DeepSpeedExamples
DeepSpeedExamples copied to clipboard
[Bug] DeepSpeed Inference Does not Work with LLaMA (Latest verison)
Version
deepspeed: 0.13.4
transformers: 4.38.1
Python: 3.10
Pytorch: 2.1.2+cu121
CUDA: 12.1
Error in Example (To reproduce)
Just simply run this script https://github.com/microsoft/DeepSpeedExamples/blob/master/inference/huggingface/text-generation/inference-test.py
deepspeed --num_gpus 8 inference-test.py --model meta-llama/Llama-2-7b-hf --use-kernel
It will show the following error:
Traceback (most recent call last):
File "/root/DeepSpeedExamples/inference/huggingface/text-generation/inference-test.py", line 82, in <module>
outputs = pipe(inputs,
File "/root/DeepSpeedExamples/inference/huggingface/text-generation/utils.py", line 71, in __call__
outputs = self.generate_outputs(input_list, num_tokens=num_tokens, do_sample=do_sample)

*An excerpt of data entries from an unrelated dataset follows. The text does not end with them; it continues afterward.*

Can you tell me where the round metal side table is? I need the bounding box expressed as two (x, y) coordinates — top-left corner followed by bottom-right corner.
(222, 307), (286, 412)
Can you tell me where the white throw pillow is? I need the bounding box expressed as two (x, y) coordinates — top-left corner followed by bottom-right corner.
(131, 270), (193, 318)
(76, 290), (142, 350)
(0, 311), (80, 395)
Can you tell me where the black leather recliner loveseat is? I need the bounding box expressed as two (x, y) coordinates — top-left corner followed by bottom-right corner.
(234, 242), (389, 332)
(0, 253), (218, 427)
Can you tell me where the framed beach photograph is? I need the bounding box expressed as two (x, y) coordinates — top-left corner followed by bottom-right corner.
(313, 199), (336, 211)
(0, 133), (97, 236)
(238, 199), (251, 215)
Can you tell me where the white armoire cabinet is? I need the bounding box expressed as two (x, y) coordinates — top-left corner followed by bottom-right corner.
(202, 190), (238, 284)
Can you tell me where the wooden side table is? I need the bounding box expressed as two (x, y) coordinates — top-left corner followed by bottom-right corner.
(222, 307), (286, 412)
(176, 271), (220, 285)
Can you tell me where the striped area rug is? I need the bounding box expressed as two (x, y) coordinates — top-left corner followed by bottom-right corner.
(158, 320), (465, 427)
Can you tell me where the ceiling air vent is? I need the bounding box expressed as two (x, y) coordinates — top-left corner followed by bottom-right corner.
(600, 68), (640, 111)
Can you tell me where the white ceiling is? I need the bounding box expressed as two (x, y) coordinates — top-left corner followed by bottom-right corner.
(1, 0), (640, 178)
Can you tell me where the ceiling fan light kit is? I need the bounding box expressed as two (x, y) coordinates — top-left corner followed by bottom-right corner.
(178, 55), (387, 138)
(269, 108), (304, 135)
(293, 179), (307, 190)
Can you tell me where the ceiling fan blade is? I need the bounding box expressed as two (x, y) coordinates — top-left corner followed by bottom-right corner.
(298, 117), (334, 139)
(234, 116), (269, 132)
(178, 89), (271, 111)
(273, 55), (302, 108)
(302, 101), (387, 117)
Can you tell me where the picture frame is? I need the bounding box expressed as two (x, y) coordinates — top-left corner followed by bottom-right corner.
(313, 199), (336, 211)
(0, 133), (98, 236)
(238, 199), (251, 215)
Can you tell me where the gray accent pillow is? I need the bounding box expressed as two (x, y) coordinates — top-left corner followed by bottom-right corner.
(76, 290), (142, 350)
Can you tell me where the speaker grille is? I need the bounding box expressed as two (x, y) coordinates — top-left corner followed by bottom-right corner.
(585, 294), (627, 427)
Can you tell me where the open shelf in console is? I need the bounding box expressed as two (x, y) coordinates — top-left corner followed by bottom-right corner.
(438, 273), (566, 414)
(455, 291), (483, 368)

File "/root/DeepSpeedExamples/inference/huggingface/text-generation/utils.py", line 119, in generate_outputs
outputs = self.model.generate(input_tokens.input_ids, **generate_kwargs)
File "/miniconda/envs/py310/lib/python3.10/site-packages/deepspeed/inference/engine.py", line 636, in _generate
return self.module.generate(*inputs, **kwargs)
File "/miniconda/envs/py310/lib/python3.10/site-packages/torch/utils/_contextlib.py", line 115, in decorate_context
return func(*args, **kwargs)
File "/miniconda/envs/py310/lib/python3.10/site-packages/transformers/generation/utils.py", line 1592, in generate
return self.sample(
File "/miniconda/envs/py310/lib/python3.10/site-packages/transformers/generation/utils.py", line 2693, in sample
model_inputs = self.prepare_inputs_for_generation(input_ids, **model_kwargs)
File "/miniconda/envs/py310/lib/python3.10/site-packages/transformers/models/llama/modeling_llama.py", line 1256, in prepare_inputs_for_generation
if past_key_value := getattr(self.model.layers[0].self_attn, "past_key_value", None):
File "/miniconda/envs/py310/lib/python3.10/site-packages/torch/nn/modules/module.py", line 1695, in __getattr__
raise AttributeError(f"'{type(self).__name__}' object has no attribute '{name}'")
AttributeError: 'DeepSpeedGPTInference' object has no attribute 'self_attn'
Potential bug?
I suspect it did not find the right inference engine?, which should be DeepSpeedLlamaInference
but not DeepSpeedGPTInference
?
Would be nice if someone can tell which version will work
Hi @allanj I don't think we have kernel injection support for llama-2 models. If you remove the --use_kernel
flag does the script work?
Additionally, what kind of GPUs are you using? You may be able to utilize DeepSpeed-MII to run the llama-2 model and get significant improvements to inference performance if you have GPUs with compute capability >=8.0:
import mii
client = mii.serve("meta-llama/Llama-2-7b-hf", tensor_parallel=8)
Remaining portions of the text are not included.